🤖 AI Summary
Traditional dynamic causal modeling (DCM) for effective connectivity analysis in fMRI suffers from low computational efficiency, underestimated parameter uncertainty, and imprecise solutions due to its complex observation model. This work proposes Canonical DCM (CDCM), which streamlines the observation model, employs the No-U-Turn Sampler for posterior inference, and—uniquely—enables piecewise analytical solutions of neural ordinary differential equations (ODEs). The approach substantially improves computational efficiency and establishes sufficient conditions for parameter identifiability, thereby enhancing uncertainty quantification. Experiments on both synthetic and real fMRI datasets (from the Wellcome Centre and the Human Connectome Project) demonstrate that CDCM reliably estimates task-related parameters and yields consistent, reproducible patterns of effective connectivity.
📝 Abstract
Effective connectivity analysis in functional magnetic resonance imaging (fMRI) studies directional interactions among brain regions and experimental stimuli.
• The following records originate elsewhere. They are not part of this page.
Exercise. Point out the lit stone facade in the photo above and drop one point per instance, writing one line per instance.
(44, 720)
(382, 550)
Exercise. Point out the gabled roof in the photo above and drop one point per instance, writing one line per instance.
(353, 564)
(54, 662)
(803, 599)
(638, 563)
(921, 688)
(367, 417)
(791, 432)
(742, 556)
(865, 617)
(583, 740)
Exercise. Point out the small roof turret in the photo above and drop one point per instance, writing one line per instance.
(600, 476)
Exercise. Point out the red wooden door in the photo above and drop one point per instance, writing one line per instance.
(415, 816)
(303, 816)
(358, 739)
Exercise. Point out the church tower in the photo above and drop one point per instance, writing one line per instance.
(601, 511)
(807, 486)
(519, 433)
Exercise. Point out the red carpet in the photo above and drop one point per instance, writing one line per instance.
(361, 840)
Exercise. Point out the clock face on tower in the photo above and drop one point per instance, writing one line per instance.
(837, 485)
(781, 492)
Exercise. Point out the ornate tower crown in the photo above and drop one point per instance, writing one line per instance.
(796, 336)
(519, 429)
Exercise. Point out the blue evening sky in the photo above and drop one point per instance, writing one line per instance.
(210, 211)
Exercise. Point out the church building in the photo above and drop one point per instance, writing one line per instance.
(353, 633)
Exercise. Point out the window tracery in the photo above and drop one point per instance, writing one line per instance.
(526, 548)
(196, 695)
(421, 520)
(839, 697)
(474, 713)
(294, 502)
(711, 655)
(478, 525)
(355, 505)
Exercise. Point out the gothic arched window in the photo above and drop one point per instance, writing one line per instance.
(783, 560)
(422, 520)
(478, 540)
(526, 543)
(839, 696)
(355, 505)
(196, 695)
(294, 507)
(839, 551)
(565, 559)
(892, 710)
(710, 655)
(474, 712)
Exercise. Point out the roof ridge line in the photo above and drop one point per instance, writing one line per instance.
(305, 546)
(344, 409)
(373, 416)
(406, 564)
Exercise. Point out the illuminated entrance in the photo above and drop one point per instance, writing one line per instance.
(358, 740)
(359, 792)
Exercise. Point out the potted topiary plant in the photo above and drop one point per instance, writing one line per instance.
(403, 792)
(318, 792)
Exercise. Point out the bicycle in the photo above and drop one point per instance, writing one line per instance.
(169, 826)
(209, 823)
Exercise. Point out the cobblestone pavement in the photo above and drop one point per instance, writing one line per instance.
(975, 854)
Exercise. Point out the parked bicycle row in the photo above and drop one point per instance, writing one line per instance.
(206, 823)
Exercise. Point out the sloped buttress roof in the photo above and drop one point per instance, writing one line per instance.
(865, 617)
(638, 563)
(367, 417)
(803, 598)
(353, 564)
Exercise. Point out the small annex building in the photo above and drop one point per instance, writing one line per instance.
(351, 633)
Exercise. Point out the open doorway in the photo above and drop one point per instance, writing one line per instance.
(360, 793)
Dynamic causal modeling (DCM) is a widely used method to estimate effective connectivity, based on a state-space representation consisting of a latent neural signal model and an observation model transforming the neural signal into the observed blood-oxygen-level-dependent (BOLD) response. A standard DCM combines ordinary differential equation (ODE) dynamics for the latent signal with a complex neural-hemodynamic system for the observation model, and typically uses variational Bayes for parameter estimation. While physically well-motivated, this approach can lead to practical challenges such as inexact solutions and underestimated uncertainty. We introduce Canonical DCM (CDCM), a Markov chain Monte Carlo (MCMC)-based method that adopts a simpler observation model and the No-U-Turn Sampler for posterior sampling. The simpler observation model admits a piecewise analytic solution to the neural ODE, increasing computational efficiency and enabling explicit derivation of sufficient conditions for parameter identifiability. The results indicate that CDCM provides reliable uncertainty quantification and consistent estimation of parameters related to experimental inputs for simulated and real data. We use publicly available data from the Wellcome Centre for Human Neuroimaging and the Human Connectome Project (HCP) to benchmark CDCM against standard DCM methods and examine replicability of estimated connectivity patterns in small- and large-scale neuroimaging settings.